Dartmouth pulled away in the third quarter because of that effort on both sides.

Though the Bears scored two fourth-quarter touchdowns to become the first team to notch 30 or more points against Dartmouth this season, the Big Green’s defense came up with many big stops throughout the game and mostly kept Brown in check. Prolific Brown quarterback E.J. Perry threw for 258 yards on a 35-of-48 line with one touchdown, but he was playing from behind for more than half the game.

Dartmouth was missing three defensive starters — senior cornerback Isaiah Johnson, senior linebacker and Ivy League-leading tackler Jalen Mackie and fifth-year safety and team captain Niko Mermigas — due to COVID-19 concerns.

Those key absences could’ve been problematic, but Teevens was pleased with the way his defense made up for the losses. He praised fifth-year linebacker Thomas Hennessy, senior safety Landon McDermott and senior cornerback Robert Crockett III, who all stepped into the lineup for this big game.

“When you talk guys that were not there, you’re concerned.
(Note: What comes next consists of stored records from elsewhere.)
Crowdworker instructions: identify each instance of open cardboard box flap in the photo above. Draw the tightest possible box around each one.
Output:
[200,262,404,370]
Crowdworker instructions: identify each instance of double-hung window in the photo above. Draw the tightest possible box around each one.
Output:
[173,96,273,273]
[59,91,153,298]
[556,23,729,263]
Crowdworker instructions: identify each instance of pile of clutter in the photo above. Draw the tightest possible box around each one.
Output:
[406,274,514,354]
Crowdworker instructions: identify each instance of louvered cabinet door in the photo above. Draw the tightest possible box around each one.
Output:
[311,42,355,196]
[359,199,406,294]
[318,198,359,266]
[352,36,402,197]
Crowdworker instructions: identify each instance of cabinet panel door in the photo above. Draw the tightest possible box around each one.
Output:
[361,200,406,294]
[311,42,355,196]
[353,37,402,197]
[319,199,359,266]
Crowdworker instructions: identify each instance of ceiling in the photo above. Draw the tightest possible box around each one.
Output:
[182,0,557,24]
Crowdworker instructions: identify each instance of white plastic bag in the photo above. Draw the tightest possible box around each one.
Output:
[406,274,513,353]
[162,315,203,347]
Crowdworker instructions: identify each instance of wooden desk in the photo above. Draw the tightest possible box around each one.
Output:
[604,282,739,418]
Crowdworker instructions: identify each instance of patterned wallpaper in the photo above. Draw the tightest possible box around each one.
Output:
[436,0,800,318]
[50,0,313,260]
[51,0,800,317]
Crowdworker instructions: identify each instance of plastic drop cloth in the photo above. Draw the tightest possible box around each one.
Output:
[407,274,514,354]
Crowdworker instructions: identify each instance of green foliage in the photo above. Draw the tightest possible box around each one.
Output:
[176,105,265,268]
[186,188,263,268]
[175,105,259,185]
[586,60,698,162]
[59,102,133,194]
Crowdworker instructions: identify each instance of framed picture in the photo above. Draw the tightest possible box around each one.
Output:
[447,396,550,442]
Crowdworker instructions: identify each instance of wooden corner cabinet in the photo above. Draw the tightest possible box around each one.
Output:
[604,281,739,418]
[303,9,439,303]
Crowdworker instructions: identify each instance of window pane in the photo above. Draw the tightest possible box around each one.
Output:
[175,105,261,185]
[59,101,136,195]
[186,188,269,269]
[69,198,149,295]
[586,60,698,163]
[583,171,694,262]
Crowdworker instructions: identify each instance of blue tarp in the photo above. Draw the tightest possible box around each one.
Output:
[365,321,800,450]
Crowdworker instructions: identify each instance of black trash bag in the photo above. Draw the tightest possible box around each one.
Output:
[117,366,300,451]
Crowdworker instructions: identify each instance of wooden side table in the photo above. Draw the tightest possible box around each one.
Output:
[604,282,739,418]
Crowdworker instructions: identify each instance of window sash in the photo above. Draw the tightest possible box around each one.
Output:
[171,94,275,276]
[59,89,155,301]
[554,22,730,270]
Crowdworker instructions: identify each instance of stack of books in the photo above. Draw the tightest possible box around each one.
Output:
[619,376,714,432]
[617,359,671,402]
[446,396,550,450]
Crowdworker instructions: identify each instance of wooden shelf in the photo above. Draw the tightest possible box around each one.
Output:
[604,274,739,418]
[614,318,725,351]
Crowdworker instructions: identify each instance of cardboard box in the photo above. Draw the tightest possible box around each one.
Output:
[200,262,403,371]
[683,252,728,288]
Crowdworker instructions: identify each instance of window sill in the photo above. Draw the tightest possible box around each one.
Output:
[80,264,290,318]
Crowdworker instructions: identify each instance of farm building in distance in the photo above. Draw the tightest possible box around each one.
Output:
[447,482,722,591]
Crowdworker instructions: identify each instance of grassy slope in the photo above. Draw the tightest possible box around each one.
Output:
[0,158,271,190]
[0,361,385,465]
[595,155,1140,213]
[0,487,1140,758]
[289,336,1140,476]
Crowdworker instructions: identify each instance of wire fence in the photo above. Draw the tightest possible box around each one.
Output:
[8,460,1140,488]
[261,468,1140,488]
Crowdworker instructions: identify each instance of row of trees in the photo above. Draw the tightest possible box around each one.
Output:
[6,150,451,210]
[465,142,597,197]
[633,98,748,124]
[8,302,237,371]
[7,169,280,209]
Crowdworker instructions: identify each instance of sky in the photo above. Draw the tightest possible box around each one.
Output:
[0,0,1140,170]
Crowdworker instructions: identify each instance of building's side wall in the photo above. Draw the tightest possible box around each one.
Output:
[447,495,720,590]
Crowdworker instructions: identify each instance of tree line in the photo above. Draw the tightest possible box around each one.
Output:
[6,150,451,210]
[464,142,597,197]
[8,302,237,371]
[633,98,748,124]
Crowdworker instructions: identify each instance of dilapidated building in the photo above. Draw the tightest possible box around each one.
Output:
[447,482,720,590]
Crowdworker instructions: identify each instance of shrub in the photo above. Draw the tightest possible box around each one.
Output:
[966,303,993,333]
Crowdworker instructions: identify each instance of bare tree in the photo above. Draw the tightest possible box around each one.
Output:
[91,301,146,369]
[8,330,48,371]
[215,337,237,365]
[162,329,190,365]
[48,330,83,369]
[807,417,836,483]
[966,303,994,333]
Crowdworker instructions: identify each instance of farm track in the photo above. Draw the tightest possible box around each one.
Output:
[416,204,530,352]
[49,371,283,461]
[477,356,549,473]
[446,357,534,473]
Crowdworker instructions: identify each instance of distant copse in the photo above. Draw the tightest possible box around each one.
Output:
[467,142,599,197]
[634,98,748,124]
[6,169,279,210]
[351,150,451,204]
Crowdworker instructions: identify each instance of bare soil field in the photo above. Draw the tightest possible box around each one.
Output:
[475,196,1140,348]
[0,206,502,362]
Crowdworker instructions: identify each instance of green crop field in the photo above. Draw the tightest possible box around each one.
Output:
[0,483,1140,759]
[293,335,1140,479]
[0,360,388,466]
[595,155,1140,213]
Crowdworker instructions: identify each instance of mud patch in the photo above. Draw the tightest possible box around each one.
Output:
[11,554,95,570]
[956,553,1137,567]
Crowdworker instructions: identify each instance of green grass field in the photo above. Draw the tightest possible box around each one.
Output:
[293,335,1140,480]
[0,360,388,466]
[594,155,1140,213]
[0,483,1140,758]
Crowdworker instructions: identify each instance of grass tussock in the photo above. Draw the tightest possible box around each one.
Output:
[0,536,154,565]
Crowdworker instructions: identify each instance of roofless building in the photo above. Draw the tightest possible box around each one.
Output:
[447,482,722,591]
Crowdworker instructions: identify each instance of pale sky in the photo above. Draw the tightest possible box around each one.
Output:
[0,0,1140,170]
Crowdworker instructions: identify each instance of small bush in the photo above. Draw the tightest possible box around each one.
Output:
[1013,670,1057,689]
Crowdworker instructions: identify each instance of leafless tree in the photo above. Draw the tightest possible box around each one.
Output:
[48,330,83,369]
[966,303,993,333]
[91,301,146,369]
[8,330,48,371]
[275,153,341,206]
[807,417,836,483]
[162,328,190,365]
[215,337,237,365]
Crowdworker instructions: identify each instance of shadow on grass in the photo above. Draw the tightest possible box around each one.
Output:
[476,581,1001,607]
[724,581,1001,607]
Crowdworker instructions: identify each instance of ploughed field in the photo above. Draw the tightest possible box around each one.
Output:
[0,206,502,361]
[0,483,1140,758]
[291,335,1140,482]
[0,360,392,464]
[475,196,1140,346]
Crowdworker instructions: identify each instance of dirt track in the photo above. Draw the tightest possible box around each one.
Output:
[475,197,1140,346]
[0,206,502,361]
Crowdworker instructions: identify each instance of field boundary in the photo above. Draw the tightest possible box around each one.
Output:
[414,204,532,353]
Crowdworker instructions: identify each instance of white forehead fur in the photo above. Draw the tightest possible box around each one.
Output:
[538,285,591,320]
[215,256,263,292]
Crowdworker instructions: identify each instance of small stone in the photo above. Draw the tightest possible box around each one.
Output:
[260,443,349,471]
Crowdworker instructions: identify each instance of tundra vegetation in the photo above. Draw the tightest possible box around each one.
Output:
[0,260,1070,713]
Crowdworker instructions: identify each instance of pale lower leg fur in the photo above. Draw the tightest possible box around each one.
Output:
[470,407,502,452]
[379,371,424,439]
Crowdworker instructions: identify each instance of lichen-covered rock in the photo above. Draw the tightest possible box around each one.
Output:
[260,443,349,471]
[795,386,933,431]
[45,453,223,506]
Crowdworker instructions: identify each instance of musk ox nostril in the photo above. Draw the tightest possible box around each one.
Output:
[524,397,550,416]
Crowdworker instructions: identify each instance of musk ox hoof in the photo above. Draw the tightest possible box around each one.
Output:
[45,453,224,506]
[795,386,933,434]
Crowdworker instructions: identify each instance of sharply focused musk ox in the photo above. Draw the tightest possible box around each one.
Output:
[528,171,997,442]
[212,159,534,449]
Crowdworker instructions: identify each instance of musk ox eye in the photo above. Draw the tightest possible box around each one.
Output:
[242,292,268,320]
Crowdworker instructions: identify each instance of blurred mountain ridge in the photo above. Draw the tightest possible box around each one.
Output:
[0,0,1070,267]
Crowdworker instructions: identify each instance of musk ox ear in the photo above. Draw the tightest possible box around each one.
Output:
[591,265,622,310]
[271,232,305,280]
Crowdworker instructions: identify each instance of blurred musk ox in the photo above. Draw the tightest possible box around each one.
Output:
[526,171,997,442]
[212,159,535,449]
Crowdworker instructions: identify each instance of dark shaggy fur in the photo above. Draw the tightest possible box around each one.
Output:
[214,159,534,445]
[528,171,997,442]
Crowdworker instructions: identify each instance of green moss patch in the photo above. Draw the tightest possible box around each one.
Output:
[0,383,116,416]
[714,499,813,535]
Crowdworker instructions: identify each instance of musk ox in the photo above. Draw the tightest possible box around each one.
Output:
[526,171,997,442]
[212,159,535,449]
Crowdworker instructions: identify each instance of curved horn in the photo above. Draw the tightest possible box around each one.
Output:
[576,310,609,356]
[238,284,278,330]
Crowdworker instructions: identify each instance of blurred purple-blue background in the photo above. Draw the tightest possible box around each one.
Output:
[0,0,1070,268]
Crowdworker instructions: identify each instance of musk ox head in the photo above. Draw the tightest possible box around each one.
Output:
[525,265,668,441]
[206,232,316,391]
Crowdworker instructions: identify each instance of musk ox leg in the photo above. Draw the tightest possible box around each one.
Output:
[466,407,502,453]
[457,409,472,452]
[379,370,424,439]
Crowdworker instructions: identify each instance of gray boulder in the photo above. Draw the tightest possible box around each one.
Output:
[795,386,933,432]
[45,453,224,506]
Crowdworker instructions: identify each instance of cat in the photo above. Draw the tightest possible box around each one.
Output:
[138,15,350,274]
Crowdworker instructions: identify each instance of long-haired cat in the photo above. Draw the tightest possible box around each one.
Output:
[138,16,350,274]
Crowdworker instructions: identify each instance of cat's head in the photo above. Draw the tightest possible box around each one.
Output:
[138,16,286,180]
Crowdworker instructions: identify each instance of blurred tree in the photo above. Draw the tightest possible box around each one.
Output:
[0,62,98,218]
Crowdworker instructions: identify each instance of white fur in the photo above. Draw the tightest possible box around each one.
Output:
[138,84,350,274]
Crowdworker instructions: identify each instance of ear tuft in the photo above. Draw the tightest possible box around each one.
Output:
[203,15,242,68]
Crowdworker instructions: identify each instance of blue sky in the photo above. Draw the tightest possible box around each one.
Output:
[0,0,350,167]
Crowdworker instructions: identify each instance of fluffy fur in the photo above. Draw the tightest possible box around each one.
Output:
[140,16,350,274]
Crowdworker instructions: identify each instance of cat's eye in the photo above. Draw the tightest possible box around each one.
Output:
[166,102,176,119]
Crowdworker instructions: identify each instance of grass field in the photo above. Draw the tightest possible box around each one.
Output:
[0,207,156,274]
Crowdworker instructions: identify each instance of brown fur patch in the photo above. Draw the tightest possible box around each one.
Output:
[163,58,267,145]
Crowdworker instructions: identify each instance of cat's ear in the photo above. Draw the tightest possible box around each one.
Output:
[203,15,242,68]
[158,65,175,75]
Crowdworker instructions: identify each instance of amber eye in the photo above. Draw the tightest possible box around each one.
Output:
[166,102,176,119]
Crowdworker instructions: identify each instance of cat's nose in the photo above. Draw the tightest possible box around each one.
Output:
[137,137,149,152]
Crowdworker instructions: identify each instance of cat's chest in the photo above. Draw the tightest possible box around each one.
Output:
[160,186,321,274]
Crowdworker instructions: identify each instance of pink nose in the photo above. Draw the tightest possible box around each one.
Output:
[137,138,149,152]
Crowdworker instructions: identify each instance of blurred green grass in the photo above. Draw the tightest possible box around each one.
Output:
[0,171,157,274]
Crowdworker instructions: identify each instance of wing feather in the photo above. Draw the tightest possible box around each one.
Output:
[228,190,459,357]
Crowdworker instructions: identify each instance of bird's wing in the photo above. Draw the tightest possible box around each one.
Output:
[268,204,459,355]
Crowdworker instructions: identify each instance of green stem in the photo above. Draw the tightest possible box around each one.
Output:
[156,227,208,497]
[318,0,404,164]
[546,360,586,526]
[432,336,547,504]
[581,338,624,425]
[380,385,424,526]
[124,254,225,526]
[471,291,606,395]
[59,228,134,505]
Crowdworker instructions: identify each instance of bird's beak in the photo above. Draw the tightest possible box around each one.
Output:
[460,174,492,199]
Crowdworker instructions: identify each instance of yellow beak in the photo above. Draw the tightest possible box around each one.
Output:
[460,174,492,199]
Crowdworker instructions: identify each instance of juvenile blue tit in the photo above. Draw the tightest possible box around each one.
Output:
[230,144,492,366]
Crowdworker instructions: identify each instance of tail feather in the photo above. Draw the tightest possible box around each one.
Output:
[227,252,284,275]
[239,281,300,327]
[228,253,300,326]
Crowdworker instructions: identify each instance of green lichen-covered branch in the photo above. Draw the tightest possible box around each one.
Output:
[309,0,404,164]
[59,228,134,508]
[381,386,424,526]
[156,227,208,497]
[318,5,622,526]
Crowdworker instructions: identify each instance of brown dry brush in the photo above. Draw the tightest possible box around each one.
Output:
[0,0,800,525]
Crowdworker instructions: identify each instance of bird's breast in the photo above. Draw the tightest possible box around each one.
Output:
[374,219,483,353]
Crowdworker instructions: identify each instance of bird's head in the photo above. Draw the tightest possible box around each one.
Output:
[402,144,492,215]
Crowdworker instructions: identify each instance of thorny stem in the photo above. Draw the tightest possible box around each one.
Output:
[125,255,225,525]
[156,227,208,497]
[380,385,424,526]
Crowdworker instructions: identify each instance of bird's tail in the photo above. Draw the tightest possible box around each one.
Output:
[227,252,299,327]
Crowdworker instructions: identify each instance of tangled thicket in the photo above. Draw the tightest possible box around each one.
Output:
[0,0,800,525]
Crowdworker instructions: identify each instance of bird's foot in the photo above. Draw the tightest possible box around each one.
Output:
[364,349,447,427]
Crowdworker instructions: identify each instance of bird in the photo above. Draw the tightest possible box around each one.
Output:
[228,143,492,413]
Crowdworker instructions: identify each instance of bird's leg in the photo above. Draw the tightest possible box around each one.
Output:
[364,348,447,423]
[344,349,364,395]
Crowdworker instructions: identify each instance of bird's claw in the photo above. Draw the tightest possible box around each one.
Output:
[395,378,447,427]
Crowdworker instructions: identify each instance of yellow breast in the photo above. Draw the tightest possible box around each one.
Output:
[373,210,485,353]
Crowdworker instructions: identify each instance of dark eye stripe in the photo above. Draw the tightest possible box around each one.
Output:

But we also have great confidence in the guys that stepped up,” Teevens said. “The thing I’m proud of is nobody blinked an eye. You feel bad that guys that weren’t here, but we’re just very proud of the guys who stepped in, and they played hard. Guys that hadn’t seen a lot of action came in, and played well.”

Dartmouth’s run game, as a whole, was very effective Saturday. Howard was the team’s leading rusher with 80 yards. The longest run of the day was from an unlikely source: Senior running back Keegan McHugh broke off a 65-yard touchdown run in the fourth quarter — his first career TD. His teammates mobbed him in the end zone and on the sideline.

As a team, the Big Green averaged 9.8 yards per carry — the program’s highest single-game mark in at least 50 years.

Fifth-year center Evan Hecimovich said the offensive line’s camaraderie and communication led to the unit’s success in this big game and all season. He also credited the team’s runners for taking advantage of the blocking.

“They did a great job this week, and honestly, this year in general,” Hecimovich said. “We’re out there every week grinding away. They’re finding the holes, working, laying hits on people (and) not taking them.”